Beheerder Wish.com handelt als tussenpersoon onrechtmatig door geen nadere gegevens van handelaren te verstrekken aan React

30-04-2021 Print this page
Auteur:
Anouck Bakhuis
IEPT20210426, Rb Amsterdam, React v ContextLogic
(Met dank aan Tom Brohm, Dentons)

Nederlandse rechter is bevoegd ten aanzien van Amerikaanse ContextLogic Inc. op grond van artikel 6 Rv: schadetoebrengende feit doet zich in Nederland voor nu Nederlandse comsumenten via het Wish-platform artikelen kunnen bestellen en geleverd krijgen. Dat de inbreukmakende aanbiedingen niet meer online staan en React bewust geen gebruik heeft gemaakt van de notice and takedown optie doet geen afbreuk aan het (spoedeisend) belang van React en vordering geschikt voor collectieve actie: risico reëel dat aanprijzingen van namaakproducten in de nabije toekomst opnieuw opduiken, vordering geschikt voor collectieve actie ten behoeve van de leden van de Coöperatie nu zij te maken hebben met hetzelfde, vergelijkbare probleem dat op het Wish-platform inbreuk wordt gemaakt op hun merkrechten, door React wordt voldaan aan de vereisten van artikel 3:305a lid 2 en 3. ContextLogic handelt als tussenpersoon onrechtmatig door geen nadere gegevens van handelaren te verstrekken aan React uit hoofde van artikel 843a Rv: voldaan aan vereisten uit het arrest Lycos en belang React dient te prevaleren, de informatie waarvan Stichting React afschriften wenst kan worden aangemerkt als 'bepaalde bescheiden’ in de zin van artikel 843a Rv. 

 

HANDHAVING - PROCESRECHT

 

Kort geding.
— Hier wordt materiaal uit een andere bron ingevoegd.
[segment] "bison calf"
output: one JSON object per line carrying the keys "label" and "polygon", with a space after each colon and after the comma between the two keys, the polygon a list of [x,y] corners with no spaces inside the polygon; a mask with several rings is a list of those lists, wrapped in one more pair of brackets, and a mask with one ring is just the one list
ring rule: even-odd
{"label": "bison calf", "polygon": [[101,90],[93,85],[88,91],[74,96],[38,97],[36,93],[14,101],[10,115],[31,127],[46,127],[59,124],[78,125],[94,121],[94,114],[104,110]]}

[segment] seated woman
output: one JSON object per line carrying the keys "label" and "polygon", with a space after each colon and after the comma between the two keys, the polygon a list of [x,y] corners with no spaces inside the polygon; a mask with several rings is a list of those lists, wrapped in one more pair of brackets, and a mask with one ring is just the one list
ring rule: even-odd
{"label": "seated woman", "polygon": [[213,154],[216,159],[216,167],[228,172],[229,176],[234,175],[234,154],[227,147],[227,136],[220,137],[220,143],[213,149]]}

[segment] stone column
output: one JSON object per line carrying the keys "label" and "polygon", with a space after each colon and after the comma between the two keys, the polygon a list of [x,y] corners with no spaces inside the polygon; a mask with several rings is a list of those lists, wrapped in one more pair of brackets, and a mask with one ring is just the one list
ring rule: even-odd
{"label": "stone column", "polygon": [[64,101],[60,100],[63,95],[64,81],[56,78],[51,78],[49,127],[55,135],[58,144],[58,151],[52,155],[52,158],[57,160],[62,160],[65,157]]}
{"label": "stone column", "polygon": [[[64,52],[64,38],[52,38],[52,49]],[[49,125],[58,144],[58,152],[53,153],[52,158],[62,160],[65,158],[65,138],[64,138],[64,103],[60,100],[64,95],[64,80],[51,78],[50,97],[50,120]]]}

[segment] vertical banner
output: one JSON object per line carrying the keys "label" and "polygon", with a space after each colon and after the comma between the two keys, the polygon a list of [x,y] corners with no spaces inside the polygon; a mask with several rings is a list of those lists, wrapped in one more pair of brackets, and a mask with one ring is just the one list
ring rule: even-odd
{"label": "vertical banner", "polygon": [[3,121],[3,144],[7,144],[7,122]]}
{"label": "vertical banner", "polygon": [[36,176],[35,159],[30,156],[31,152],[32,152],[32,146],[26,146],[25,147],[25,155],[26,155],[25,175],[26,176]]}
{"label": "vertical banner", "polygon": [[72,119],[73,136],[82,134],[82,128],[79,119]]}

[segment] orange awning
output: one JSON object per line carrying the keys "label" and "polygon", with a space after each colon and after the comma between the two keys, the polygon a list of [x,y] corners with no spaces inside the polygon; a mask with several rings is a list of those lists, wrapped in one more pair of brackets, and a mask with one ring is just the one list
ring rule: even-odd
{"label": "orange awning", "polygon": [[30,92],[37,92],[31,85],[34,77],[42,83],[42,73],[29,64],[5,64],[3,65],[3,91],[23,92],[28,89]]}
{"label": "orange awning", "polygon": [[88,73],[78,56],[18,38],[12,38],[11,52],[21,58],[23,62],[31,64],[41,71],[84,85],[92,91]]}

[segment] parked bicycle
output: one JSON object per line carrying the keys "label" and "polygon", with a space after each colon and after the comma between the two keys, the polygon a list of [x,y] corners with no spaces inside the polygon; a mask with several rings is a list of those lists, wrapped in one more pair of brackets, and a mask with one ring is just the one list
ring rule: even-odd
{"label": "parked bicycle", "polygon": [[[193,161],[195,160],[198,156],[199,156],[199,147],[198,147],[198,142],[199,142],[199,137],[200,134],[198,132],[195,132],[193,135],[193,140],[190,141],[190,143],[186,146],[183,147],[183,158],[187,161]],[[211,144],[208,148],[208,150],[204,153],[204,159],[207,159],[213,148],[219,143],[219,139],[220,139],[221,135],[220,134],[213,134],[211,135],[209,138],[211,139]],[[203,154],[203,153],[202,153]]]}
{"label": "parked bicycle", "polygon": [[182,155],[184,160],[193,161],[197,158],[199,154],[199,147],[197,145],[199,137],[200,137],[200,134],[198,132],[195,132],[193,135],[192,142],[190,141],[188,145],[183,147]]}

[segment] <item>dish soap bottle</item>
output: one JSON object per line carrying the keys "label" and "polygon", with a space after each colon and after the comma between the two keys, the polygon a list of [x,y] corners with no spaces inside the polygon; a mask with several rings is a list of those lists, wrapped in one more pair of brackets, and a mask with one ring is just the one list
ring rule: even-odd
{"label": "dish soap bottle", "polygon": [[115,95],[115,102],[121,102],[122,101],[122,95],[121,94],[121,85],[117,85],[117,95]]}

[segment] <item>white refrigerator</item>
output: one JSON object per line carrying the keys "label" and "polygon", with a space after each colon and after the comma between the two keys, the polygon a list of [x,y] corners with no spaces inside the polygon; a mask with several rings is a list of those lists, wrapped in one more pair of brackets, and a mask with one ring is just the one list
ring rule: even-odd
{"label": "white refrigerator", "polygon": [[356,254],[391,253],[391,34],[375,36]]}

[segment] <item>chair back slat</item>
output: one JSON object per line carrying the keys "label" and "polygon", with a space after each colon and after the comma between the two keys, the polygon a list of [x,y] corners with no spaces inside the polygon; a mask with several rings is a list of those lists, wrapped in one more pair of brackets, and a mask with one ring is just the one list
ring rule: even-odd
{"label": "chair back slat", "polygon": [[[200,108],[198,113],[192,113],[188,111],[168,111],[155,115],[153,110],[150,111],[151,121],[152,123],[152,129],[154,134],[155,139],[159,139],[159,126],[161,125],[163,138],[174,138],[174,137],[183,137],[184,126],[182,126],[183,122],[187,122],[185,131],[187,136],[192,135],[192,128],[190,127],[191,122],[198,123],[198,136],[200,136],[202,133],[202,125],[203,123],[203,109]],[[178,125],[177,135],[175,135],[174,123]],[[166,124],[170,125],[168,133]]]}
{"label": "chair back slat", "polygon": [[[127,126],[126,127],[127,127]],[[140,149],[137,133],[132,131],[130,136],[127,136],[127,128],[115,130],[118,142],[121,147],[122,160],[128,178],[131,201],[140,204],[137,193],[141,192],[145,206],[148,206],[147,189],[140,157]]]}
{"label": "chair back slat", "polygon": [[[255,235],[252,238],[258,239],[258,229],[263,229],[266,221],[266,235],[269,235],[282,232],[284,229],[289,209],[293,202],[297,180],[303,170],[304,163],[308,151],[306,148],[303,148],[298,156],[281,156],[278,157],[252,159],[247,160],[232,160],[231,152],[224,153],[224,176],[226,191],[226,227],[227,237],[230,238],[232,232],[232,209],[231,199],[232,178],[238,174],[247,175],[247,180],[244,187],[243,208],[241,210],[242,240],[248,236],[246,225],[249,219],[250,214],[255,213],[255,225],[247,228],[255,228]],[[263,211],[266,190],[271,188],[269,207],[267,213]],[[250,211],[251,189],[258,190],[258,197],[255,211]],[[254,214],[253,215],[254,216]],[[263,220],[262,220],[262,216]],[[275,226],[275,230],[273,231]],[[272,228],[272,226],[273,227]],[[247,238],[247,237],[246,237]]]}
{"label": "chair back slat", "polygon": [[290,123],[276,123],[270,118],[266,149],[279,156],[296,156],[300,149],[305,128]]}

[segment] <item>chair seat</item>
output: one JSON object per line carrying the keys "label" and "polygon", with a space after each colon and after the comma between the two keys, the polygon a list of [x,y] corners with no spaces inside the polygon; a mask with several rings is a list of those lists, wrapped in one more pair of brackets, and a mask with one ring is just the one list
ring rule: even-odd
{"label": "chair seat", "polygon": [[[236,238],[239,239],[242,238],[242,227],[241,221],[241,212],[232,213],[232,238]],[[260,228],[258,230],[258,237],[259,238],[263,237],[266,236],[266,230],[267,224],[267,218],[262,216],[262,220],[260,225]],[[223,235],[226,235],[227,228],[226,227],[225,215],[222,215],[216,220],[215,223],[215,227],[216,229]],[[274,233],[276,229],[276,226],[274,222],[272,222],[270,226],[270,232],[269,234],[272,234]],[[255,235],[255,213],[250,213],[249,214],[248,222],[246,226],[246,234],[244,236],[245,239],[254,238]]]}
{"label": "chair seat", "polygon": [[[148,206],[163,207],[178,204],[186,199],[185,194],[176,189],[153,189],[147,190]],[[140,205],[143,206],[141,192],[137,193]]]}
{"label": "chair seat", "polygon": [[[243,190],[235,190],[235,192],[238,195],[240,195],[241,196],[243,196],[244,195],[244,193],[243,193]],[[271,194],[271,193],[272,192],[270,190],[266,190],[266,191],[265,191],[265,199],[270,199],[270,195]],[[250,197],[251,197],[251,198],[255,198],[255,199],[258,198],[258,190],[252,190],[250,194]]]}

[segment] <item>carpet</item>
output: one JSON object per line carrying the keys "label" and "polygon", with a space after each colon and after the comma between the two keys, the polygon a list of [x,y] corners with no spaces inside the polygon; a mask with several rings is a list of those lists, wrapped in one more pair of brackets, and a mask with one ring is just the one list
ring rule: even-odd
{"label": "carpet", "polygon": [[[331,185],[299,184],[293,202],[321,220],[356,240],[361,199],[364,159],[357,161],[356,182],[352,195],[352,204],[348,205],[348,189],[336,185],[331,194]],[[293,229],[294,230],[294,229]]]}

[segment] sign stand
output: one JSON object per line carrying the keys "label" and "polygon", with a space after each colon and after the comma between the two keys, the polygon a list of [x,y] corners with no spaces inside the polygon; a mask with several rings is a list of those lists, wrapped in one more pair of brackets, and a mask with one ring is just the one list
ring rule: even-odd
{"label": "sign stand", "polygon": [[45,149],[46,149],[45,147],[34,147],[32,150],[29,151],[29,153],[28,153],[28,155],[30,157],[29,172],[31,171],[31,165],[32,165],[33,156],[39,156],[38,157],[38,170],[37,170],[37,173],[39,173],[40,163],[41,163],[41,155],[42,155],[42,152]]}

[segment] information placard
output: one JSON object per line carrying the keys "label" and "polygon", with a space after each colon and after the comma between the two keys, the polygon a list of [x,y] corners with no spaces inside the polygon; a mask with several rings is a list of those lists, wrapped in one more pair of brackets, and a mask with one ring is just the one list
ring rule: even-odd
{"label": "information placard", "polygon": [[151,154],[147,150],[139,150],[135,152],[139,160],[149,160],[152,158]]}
De Stichting React is gelieerd aan de Coöperatie SNB-React u.a. die de belangen van haar leden behartigt bij het handhaven van IE (merk)rechten, waaronder valt het bestrijden van de verhandeling van namaakproducten. ContextLogic B.V. is een dochteronderneming van ContextLogic Inc.. ContextLogic beheert het e-commerceplatform Wish.com. Op dit platform kunnen consumenten een scala aan producten kopen van onafhankelijke verkopers. Stichting React heeft schermafdrukken in het geding gebracht waaruit blijkt dat producten worden aangeboden op het Wish-platform die inbreuk maken op verschillende bekende merknamen. Stichting React vordert dat ContextLogic identificerende gegevens verschaft van de inbreukmakers. ContextLogic voert verweer en stelt dat React niet-ontvankelijk is omdat zij niet voldoet aan de vereisten ex artikel 3:303 en 3:305a Bw en dat daarbij niet is voldaan aan de voorwaarden van artikel 843a Rv. 

 

De voorzieningenrechter oordeelt als volgt. De Nederlandse rechter is bevoegd ten aanzien van Amerikaanse ContextLogic Inc. op grond van artikel 6 Rv nu het schadetoebrengende feit zich voordoet in Nederland. Dat de inbreukmakende aanbiedingen niet meer online staan en dat React bewust geen gebruik heeft gemaakt van de notice and takedown optie doet geen afbreuk aan het (spoedeisend) belang van React. Er is een reëel risico dat aanprijzingen van namaakproducten in de nabije toekomst opnieuw opduiken nu het gaat om een substantieel aantal handelaren en advertenties. De voorzieningenrechter oordeelt daarbij dat de vordering geschikt is voor een collectieve actie. De leden van de Coöperatie hebben eenzelfde probleem, namelijk dat op het Wish-platform inbreuk wordt gemaakt op hun merkrechten door buiten Europa gevestigde handelaren wier identiteit moeilijk te achterhalen valt. Daarbij heeft React voldaan aan de voowaarden van artikel 3:303 en 3:305a Bw en is React aldus ontvankelijk. 

 

Ook aan de voorwaarden ex artikel 843a Rv wordt voldaan. Het is voldoende aannemelijk dat er daadwerkelijk inbreuk is gemaakt op de merkrechten van leden van de Coöperatie. Aannemelijk is dan ook dat deze specifieke handelaren onrechtmatig handelen jegens de leden en in het verlengde daarvan jegens React. React heeft dan ook een rechtmatig belang bij het kunnen beschikken over nadere gegevens van deze handelaren. Op basis van het Lycos arrest (IEPT20051125) kan worden aangenomen dat ContextLogic als tussenpersoon onrechtmatig handelt jegens React door deze gegevens niet te verstrekken. De vorderingen van React komen voor toewijzing in aanmerking.